Per questo ci troviamo di fronte a
una religiosità caratterizzata da “eclettismo”. In positivo
mostra una «rinnovata esigenza mistica fondamentale, da prendere più sul serio
nella nostra pastorale. Certo – ha sottolineato il
ministro generale – siamo consapevoli che si tratta di una religiosità che
fluttua liberamente, rifuggendo strutture istituzionali. Essa prende qualcosa
da diverse religioni, nella misura della felicità che se ne attende
e dell’aiuto per la vita che se ne spera. Si tratta tutto
sommato di una religione ampiamente senza Dio».
DUE CONSEGUENZE
PER I RELIGIOSI
Posta di fronte a tali sfide come religiosi siamo chiamati, secondo p. Carballo, a «riflettere sul
nostro volto di credenti e di consacrati la bellezza di una vita nella quale il
Vangelo e la professione dei consigli evangelici permettono all’umano di
fiorire in pienezza e di diventare fecondo. A ciascuno di noi e alle nostre
fraternità è chiesto che “vedano le vostre buone opere e glorifichino il Padre
vostro che è nei cieli” (Mt 5,16). Ma noi sappiamo che
questa visione sarà possibile solo se la luce della nostra vita sarà luce
autentica. La bellezza viene dall’autenticità del vero, del buono e del bello
che convergono in una sintesi inaudita e creativa. Questa bellezza per
esprimersi chiede l’ascesi di purificarci da ogni cedimento all’apparire, alla
scenografia, al “fare audience” a tutti i costi. A quale bellezza siamo formati
e formiamo?».
La seconda conseguenza si pone quindi a livello di
“interiorità”. «Una tale impegnativa ascesi chiede che l’interiorità sia più coltivata.

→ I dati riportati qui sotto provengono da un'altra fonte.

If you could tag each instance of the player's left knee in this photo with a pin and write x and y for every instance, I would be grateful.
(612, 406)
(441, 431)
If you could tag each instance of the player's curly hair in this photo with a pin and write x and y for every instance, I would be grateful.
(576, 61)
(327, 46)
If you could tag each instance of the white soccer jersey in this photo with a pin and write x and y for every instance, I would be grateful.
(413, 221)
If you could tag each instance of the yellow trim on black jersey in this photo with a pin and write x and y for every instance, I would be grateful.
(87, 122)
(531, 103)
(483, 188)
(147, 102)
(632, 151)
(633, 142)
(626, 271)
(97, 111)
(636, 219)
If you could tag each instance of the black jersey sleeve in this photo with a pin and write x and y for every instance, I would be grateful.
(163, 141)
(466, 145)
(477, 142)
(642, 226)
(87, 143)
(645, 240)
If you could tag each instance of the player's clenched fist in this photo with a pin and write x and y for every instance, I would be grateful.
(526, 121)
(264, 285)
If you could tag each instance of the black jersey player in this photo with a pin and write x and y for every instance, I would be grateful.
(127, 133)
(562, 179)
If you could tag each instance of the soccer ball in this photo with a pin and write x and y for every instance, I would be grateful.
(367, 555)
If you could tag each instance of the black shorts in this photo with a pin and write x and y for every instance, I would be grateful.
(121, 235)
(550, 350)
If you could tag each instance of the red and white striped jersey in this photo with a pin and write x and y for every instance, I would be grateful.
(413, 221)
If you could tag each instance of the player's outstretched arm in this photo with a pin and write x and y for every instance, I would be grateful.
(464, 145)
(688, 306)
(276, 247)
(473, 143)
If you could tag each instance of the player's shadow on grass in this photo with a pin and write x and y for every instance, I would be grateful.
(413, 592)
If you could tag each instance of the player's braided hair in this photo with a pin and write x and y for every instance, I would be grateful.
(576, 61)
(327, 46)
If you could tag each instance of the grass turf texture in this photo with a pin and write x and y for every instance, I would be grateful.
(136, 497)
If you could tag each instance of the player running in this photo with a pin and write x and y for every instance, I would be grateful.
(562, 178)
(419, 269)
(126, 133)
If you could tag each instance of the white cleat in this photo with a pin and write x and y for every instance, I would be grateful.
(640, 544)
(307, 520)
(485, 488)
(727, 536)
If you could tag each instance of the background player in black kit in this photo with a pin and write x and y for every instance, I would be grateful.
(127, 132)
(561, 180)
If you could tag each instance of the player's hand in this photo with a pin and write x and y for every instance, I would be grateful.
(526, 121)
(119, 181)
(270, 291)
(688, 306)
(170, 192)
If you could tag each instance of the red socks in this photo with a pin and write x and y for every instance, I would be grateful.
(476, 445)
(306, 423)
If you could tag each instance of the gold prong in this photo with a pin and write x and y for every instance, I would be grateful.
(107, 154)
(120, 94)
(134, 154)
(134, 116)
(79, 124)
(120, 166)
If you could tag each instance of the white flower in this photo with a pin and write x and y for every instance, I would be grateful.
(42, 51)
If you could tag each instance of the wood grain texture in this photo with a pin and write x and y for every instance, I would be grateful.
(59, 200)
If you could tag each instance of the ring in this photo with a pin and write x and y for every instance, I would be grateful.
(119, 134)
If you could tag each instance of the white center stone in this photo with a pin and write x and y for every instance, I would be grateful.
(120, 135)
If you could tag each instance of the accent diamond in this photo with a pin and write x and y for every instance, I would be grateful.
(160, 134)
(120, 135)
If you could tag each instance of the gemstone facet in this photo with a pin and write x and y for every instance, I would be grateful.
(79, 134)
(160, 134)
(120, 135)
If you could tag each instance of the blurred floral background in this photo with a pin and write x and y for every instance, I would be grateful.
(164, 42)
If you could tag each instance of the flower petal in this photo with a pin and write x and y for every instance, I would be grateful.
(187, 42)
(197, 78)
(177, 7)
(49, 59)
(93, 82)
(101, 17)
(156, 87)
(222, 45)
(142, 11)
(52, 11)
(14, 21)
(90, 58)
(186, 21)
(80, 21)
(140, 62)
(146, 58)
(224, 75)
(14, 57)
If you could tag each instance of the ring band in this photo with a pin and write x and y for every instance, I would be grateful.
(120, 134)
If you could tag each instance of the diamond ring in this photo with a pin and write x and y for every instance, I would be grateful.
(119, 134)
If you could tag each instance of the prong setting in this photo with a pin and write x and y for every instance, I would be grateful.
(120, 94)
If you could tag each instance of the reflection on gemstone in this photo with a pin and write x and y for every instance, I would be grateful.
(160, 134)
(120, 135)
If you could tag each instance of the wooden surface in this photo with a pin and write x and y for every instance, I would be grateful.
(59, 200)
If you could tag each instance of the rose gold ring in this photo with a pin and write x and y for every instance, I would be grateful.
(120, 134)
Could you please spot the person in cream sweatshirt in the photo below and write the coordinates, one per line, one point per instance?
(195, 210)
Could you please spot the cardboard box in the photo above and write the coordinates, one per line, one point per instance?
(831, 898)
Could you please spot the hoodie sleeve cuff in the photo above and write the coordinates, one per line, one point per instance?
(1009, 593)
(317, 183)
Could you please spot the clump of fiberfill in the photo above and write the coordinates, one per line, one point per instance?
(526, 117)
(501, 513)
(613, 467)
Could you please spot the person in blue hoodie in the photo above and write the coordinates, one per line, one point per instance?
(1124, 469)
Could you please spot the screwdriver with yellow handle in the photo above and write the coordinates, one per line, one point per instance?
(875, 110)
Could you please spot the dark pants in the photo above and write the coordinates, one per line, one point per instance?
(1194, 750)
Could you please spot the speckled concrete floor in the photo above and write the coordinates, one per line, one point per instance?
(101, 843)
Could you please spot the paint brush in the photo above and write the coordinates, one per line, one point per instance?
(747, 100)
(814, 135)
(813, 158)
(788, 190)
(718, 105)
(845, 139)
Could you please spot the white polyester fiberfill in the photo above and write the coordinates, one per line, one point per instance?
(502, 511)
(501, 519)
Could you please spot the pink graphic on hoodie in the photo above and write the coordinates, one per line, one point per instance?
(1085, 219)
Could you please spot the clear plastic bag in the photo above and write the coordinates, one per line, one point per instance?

La dimensione poetica e mistica della vita e della fede ci chiedono un di più
di verifica e di sincero investimento, perché le nostre vite di
uomini, credenti e frati minori siano piene. Una conseguenza mi sembra
la rinuncia all’efficienza a oltranza e il primato
dell’essere per gli altri. Un’autentica interiorità viene
educata anche attraverso la rinuncia all’idolatria del denaro e della
cupidigia, a cui opporre una contestazione visibile. Il ritorno alla Scrittura
e alla tradizione spirituale più genuina alimentano una tale rivitalizzazione.
È questo il tesoro da custodire gelosamente. Le parole del Signore sono spirito
e vita. Senza una loro frequentazione quotidiana, personale e comunitaria, sarà
difficile perseverare in umile obbedienza in tale via».